Herpesviruses, which also include the viruses behind chickenpox and genital herpes, have evolved a number of remarkable abilities, including the trick of infecting and hiding in nerve cells, from which they periodically sally forth to cause flare ups of sores or rashes, like shingles.
They also prefer to infect cancer cells. The HSV-1 in the UK trial was further modified to specifically target tumor cells, and made “oncolytic” — meaning they infect, and kill, cancer cells.
Injected directly into tumors, the virus hijacks the tumor cells, replicates, and explodes them from within — while also blocking the production of a protein called CTLA-4, which the tumor uses to hold back your immune system.
With the virus running interference, the immune system can then do what it does best: killing rogue cells.
This isn’t the first time we’ve drafted a modified herpesvirus to fight cancer — modified versions of HSV-1 have previously shown success against melanoma and brain cancer.
In fact, IRC researchers previously developed T-Vec, a virus approved by the NHS for treating skin cancer. Lead researcher Kevin Harrington told the BBC that RP2 is like T-Vec with even more teeth.
“It’s had other modifications to the virus so that when it gets into cancer cells it effectively signs their death warrant,” Harrintgon said.
The trial: The ongoing phase 1 trial, run with the The Royal Marsden NHS Foundation Trust and sponsored by RP2’s manufacturer Replimune, was designed to test the safety and best dosage for the drug, as well as its ability to shrink several different kinds of tumors.
It has enrolled thirty-nine patients whose cancers have not responded to other treatments.
Of the nine patients who only received RP2, three saw results. Two of them, one with oesophageal cancer and the other with a rare eye cancer called uveal melanoma that had spread to the liver, had their tumors shrink, with the cancer’s progression still halted 15 and 18 months, respectively, after treatment.
The other patient, West London builder Wojkowski, had his salivary gland cancer completely wiped out.
Of the 30 patients who received RP2 along with an immunotherapy called nivolumab, seven of them responded to the combined drugs. Melanoma, uveal melanoma, and head and neck cancer patients all had their cancer’s growth stop or shrink. After 14 months, there had still been no progression in six of the seven cancers.

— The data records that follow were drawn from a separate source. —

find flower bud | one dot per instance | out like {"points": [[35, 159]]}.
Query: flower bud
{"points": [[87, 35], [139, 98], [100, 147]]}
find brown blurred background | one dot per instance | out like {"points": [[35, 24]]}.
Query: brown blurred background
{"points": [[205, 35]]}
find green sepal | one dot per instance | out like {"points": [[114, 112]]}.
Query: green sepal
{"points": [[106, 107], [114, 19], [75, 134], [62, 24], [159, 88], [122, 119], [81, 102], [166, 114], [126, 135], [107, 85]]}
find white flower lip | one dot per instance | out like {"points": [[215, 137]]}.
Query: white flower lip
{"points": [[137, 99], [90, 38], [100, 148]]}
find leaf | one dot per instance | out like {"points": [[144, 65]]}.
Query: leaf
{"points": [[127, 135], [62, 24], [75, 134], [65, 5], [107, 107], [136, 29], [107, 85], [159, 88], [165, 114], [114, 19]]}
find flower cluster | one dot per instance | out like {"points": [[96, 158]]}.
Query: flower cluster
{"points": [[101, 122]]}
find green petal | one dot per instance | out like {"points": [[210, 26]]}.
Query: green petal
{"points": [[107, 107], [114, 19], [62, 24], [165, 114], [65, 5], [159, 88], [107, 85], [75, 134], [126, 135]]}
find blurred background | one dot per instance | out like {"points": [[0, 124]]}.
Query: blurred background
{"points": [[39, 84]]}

When patient’s tumors were biopsied before and after injection, they found evidence that herpes was working to activate the immune system, with more immune cells present around the tumor. The drug caused mild side effects, including fever, chills, and fatigue.
Although a small and still ongoing trial, these early results are promising, Jonathan Zager of Tampa’s Moffitt Cancer Center told Insider.

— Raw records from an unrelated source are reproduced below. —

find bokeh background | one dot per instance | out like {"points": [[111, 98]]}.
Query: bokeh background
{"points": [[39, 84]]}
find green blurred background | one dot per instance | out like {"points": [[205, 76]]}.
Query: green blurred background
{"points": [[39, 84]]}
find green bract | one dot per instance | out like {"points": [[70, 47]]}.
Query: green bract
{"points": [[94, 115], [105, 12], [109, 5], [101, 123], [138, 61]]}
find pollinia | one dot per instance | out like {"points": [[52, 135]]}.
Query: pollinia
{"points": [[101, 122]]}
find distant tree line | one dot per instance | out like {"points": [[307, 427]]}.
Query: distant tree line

“We’ll see some more studies done in the very near future, and I’m excited — certainly not disheartened or skeptical,” Zager said.

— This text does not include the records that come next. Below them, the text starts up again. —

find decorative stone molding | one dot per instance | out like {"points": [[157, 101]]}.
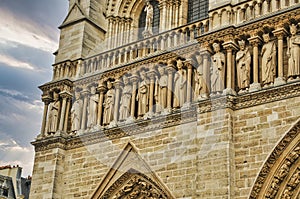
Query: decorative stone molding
{"points": [[280, 174], [132, 183], [177, 116]]}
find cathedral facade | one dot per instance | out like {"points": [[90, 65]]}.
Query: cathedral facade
{"points": [[173, 99]]}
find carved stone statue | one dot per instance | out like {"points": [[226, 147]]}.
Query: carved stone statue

“Viruses are one of humanity’s oldest enemies, as we have all seen over the pandemic. But our new research suggests we can exploit some of the features that make them challenging adversaries to infect and kill cancer cells.”Kristian Helin
Next steps: “Our study shows that a genetically engineered, cancer-killing virus can deliver a one-two punch against tumours – directly destroying cancer cells from within while also calling in the immune system against them,” Harrington said in a statement.
The next step is to continue testing RP2 in more patients, to see if its efficacy holds up, especially against cancers that resist current treatments.
“Viruses are one of humanity’s oldest enemies, as we have all seen over the pandemic,” Kristian Helin, the chief executive of IRC, said.
“But our new research suggests we can exploit some of the features that make them challenging adversaries to infect and kill cancer cells.”